To help folks get from Michigan to Willamette via Killingsworth westbound, PBOT has added a left turn box to the northwest corner of the Interstate/Killingsworth intersection. In addition to the green box, there’s green “cross-bike” markings across the intersection and a new bike lane on N Interstate between Killingsworth and Willamette (adjacent the gas station and MAX station).
Going eastbound, PBOT has added a left turn bike lane on Willamette that directs riders to northbound Interstate where there are now two sharrows prior to the Killingsworth intersection. To connect to bike lanes on Killingsworth, PBOT has added a new section of buffered bike lane all the way to the Interstate intersection through the existing TriMet bus stop.
These are relatively small changes and they are still don’t provide bike riders with unprotected space away from drivers; but they are a step forward.

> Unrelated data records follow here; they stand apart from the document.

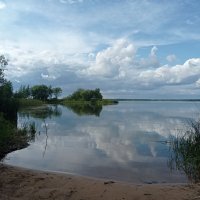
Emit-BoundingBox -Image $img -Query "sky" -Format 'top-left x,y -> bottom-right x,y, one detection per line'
0,0 -> 200,99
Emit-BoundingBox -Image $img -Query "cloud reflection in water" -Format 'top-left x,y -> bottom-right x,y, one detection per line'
5,101 -> 200,183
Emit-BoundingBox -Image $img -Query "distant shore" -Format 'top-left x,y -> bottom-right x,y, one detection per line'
117,98 -> 200,102
0,164 -> 199,200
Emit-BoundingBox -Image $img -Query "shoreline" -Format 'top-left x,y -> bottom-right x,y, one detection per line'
2,163 -> 188,186
1,164 -> 200,200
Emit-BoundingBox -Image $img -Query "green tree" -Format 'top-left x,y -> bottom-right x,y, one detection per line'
93,88 -> 103,100
68,88 -> 103,101
0,55 -> 34,161
14,85 -> 31,99
52,87 -> 62,99
0,55 -> 18,122
31,85 -> 51,101
0,81 -> 13,98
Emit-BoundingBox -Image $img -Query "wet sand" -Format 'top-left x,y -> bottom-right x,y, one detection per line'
0,164 -> 200,200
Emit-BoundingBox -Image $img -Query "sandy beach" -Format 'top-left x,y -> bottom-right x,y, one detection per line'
0,164 -> 200,200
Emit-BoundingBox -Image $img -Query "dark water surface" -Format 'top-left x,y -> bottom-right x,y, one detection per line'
4,101 -> 200,183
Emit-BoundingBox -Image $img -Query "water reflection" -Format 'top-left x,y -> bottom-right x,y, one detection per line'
5,101 -> 200,183
18,106 -> 59,159
41,120 -> 49,158
18,105 -> 62,119
64,103 -> 102,116
169,119 -> 200,183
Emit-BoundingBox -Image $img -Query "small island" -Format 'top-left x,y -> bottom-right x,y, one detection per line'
61,88 -> 118,105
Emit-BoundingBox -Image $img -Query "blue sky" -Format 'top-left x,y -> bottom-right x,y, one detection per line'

And as anyone who has biked on Interstate knows, anything that adds institutional and legal respect for bike riders is very welcome.
In related news: PBOT has also recently striped a brand new bike lane on North Mississippi between Cook and Fremont.
This is a sketchy block that has been a frustrating gap for many years. The bike lane used to drop completely north of Cook where on-street parking is still allowed (boo!). Given the steep hill, the speed differential between bicycle and car users added to the stress. As you can see in the image above, PBOT simply moved the centerline over, removed the sharrow, and installed a standard bike lane. (It’s still very unfortunate that free car parking takes precedence over riding space here and on the commercial section of Mississippi, but that’s a conversation for a different day.)